Diese Themensetzung ist erklärungsbedürftig, zumal «Geschwisterlichkeit» sehr abstrakt klingt – wie ein Kunstwort, das Politiker:innen, Philosoph:innen und auch Theolog:innen gerne benutzen, um wichtigen Sachverhalten ein prunkvolles und hübsches Mäntelchen zu geben. Im Wort stecken offensichtlich die «Geschwister», deren Verhalten und Verhältnis als vorbildhaft in den Fokus gestellt wird. Vorstellungen von Harmonie, von Familie, von Nähe, von Verantwortung und gegenseitiger Sorge schwingen dabei mit; der Aufruf zur «Geschwisterlichkeit» enthält demgemäss keine kleine Forderung: Es geht darum, mit seinen Mitmenschen im Geiste der Geschwisterlichkeit umzugehen und zusammenzuleben; eben verantwortungsbewusst, auf das Wohl des anderen bedacht, nicht eigennützig und selbstbezogen – auch dann, wenn die Mitmenschen faktisch überhaupt nicht eigene Geschwister sind!

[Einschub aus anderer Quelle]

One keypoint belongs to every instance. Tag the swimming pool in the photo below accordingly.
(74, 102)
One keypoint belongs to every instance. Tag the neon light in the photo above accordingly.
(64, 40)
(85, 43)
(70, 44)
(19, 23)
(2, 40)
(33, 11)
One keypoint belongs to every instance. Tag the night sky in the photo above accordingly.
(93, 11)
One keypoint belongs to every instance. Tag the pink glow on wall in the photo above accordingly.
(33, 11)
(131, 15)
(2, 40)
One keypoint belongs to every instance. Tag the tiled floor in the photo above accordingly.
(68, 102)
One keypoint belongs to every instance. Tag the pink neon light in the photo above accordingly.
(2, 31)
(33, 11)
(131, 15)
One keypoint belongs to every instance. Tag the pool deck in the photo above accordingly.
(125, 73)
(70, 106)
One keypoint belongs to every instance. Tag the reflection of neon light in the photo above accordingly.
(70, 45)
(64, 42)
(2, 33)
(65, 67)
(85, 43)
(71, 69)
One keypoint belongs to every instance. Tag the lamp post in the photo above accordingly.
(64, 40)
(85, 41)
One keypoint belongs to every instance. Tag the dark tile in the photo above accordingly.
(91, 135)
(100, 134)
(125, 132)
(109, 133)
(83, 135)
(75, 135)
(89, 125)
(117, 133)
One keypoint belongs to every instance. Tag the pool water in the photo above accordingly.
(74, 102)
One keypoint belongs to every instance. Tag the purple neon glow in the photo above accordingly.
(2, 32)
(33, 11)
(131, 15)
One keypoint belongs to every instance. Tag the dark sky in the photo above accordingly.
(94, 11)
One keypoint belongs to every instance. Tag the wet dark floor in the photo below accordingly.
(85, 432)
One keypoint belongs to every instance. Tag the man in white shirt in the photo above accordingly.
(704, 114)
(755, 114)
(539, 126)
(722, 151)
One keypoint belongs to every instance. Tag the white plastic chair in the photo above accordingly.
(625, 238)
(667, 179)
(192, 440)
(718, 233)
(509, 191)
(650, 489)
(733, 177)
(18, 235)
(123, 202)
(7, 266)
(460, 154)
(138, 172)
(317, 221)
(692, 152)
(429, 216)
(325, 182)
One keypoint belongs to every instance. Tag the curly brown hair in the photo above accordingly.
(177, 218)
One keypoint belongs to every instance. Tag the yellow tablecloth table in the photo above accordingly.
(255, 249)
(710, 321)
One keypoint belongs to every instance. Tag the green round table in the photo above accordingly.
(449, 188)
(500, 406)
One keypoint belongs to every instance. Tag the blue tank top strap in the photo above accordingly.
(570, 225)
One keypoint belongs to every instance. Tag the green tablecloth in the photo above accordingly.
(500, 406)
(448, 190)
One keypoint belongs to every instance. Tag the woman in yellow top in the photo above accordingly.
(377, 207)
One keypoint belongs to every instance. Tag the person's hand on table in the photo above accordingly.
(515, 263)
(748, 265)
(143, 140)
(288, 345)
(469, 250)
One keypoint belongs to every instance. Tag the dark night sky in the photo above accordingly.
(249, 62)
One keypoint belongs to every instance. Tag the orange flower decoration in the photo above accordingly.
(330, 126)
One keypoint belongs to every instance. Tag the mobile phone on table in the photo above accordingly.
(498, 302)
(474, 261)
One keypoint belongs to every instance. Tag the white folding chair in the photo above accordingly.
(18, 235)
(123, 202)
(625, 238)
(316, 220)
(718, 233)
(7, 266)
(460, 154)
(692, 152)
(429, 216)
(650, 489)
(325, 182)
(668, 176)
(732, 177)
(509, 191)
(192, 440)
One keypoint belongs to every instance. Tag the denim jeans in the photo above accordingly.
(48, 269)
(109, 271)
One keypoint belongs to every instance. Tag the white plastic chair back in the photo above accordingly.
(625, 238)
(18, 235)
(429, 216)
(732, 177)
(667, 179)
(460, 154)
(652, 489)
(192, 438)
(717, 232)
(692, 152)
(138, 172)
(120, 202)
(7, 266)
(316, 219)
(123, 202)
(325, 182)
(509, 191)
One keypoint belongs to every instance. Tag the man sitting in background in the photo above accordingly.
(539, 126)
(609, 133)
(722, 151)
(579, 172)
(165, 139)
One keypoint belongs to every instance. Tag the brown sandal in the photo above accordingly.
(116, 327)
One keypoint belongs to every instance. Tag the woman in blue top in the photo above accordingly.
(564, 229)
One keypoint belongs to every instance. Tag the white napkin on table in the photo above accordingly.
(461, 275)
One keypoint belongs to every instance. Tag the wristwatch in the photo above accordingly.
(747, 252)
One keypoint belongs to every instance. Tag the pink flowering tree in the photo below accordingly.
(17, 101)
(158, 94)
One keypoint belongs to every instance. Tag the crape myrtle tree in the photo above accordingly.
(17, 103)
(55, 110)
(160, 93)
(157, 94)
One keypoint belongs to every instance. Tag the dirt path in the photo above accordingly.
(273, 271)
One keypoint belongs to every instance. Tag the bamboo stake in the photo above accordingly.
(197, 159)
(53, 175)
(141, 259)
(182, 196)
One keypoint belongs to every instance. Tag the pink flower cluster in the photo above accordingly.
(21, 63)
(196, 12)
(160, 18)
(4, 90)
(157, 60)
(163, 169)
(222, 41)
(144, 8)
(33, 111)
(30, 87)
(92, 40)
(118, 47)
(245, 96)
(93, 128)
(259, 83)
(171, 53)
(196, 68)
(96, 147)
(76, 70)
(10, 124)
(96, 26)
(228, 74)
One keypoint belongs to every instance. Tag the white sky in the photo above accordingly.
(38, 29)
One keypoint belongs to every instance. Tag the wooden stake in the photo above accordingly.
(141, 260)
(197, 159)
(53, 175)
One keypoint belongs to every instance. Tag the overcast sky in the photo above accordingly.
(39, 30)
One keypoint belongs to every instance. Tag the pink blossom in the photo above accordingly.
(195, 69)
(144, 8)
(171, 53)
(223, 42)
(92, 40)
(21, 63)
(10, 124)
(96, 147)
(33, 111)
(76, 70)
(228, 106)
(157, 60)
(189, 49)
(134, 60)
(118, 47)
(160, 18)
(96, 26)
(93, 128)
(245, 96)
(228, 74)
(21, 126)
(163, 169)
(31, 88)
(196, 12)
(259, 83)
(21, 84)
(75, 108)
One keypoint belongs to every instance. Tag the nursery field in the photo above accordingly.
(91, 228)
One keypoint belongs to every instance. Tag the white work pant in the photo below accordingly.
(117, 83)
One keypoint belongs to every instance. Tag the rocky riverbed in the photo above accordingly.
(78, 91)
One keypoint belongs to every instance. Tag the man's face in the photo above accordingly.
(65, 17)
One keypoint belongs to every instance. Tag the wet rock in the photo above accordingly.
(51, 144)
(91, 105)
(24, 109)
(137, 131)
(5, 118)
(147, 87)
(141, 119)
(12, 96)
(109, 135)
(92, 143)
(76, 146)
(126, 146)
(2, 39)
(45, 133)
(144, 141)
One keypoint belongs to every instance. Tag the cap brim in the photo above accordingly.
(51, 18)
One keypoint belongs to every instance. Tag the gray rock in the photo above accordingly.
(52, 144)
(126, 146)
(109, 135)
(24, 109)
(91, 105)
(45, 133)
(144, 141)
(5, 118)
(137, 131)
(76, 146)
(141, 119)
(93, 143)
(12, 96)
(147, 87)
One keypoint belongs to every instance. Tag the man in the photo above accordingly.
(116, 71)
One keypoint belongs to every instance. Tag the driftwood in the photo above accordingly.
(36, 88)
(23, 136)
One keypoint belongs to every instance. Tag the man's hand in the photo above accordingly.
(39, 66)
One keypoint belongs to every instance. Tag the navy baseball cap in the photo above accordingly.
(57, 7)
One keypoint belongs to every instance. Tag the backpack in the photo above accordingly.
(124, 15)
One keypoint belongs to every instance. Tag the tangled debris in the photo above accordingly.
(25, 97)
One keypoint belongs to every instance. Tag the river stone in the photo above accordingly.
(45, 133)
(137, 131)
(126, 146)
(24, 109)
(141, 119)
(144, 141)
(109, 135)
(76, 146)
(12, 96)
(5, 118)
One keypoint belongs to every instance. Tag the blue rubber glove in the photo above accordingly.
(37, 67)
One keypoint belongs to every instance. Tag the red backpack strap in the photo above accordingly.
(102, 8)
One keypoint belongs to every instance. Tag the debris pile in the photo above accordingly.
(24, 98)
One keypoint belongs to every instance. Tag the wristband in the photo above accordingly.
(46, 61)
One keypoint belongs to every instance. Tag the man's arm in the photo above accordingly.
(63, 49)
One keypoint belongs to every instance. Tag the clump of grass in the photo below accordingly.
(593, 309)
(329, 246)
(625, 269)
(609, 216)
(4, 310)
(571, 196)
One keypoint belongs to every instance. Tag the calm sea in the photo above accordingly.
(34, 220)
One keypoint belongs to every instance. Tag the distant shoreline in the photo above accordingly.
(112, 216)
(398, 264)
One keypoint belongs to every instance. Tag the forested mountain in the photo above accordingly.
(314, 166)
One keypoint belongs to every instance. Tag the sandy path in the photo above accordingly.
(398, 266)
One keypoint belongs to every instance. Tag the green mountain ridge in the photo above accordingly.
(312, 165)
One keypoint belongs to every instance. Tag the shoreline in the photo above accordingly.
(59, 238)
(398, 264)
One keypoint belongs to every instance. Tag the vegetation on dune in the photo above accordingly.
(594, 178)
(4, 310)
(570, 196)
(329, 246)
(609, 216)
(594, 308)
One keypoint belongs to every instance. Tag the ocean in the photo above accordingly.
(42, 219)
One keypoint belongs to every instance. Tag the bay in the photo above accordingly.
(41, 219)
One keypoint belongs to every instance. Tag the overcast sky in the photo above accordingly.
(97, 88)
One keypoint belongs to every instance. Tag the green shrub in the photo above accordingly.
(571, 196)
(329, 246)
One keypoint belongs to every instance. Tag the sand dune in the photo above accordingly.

Dieses Verständnis von Geschwisterlichkeit würden sicher viele sofort unterschreiben. Es spiegelt viele Vorstellungen und Ideale wieder, die unsere Kultur und unseren Blick auf die Welt geprägt haben und die uns als das ganz «Normale» und das «Mögliche», vielleicht sogar das «Richtige» erscheinen. Wir hören das Wort «Geschwister» und haben sofort bestimmte Bilder vor Augen, die für unser Denken und Handeln prägend werden; die uns das eine tun lassen und uns vom anderen abhalten.

Geschwister – nicht nur eitel Harmonie!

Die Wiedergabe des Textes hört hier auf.